Em seu voto final pela aprovação do requerimento, Luís Francisco recuperou as inúmeras contradições do caso, que o levaram a contratar Valdir Florenzo e Ventura Raphael Martello Filho, especialistas em perícias de trânsito em São Paulo, para analisar os documentos policiais. Em relatório minucioso eles argumentam: “Ao reexaminar o laudo original, duas circunstâncias chamaram minha atenção. Em primeiro lugar, o documento é instruído com 16 fotografias mas, aparentemente, nenhuma delas se destinava a mostrar, especificamente, as marcas da derrapagem (28 metros) na pista e as marcas da atritagem nos pneus dianteiros. Em algum lugar, na perspectiva de um observador leigo, surgiram as seguintes indagações: o meio-fio da direita seria um obstáculo capaz de provocar uma mudança de trajetória tão drástica como a que foi descrita? Levando-se em consideração que, segundo os próprios peritos, o meio-fio é de altura normal e que, segundo as fotos que instruem o laudo da época estava visivelmente coberto por vegetação rasteira, o veículo, naquela trajetória, não iria simplesmente transpor o obstáculo? (...)”.

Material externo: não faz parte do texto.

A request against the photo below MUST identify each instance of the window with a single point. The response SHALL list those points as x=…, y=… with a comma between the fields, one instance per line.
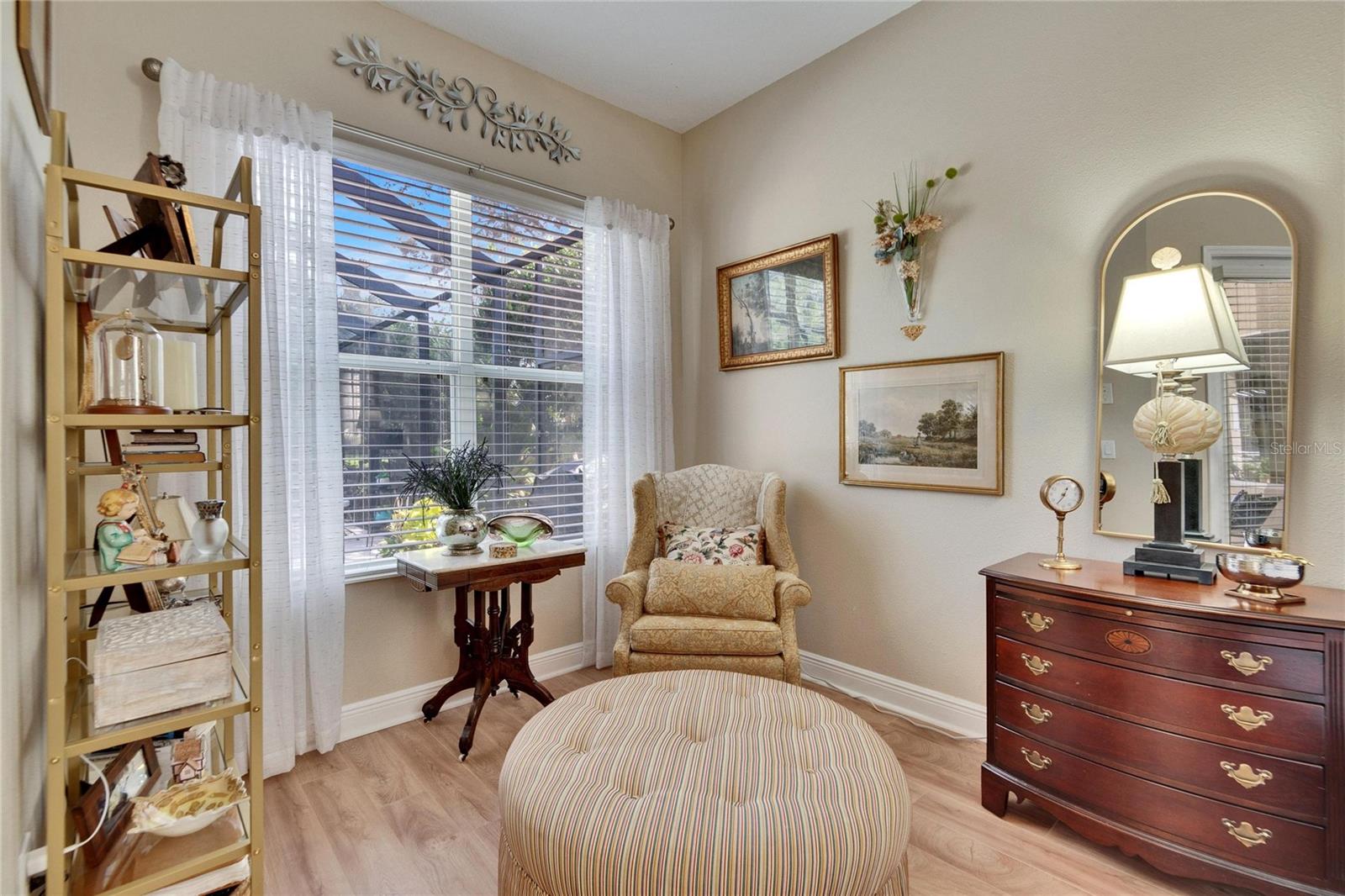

Os peritos também descartaram a possibilidade de Zuzu ter dormido ao volante: “a dinâmica pretendida pelo laudo correspondente ao exame do local é absolutamente inverossímil. Primeiro porque um veículo Jamais mudaria de direção abruptamente única e tão somente por conta do impacto de qualquer de suas rodagens contra o meio-fio, qual seria galgado facilmente, projetando-se o veículo pelo talude antes de chegar ao guarda-corpo do viaduto. Segundo porque, sendo o meio-fio direito da auto-estrada perfeita e justamente alinhado com o guarda-corpo do viaduto, mesmo que o veículo se desviasse à esquerda, tal como o sugerido pelo laudo, desviar-se-ia do guarda-corpo, podendo, se muito, chocar o extremo direito da dianteira. Terceiro porque, mesmo que se admitisse a trajetória retilínea final, nos nove metros consignados pelo laudo, tendo-se em conta que o veículo chocou a dianteira esquerda e que não havia mais nada à direita, a não ser a rampa inclinada da superfície do talude, teríamos que aceitar que as rodas do lado direito ficariam no ar e o veículo perfeitamente em nível até que batesse no guarda-corpo, o que, evidentemente seria impossível”.

Em 1987, Virginía Valli, publicou o livro “Eu, Zuzu Angel, procuro meu filho – a verdadeira história de um assassinato político”. Em 2006, o diretor Sérgio Rezende levou às telas a cine-biografia da estilista Zuzu Angel, interpretada pela atriz Patrícia Pilar. A música que Chico Buarque e Miltinho compuseram, em 1977, em sua homenagem, evoca a dor de Zuzu e uma das versões existentes para o desaparecimento do corpo do filho Stuart – jogado de helicóptero no Atlântico –, mencionando também os figurinos que ela apresentou no desfile com o motivo de anjos."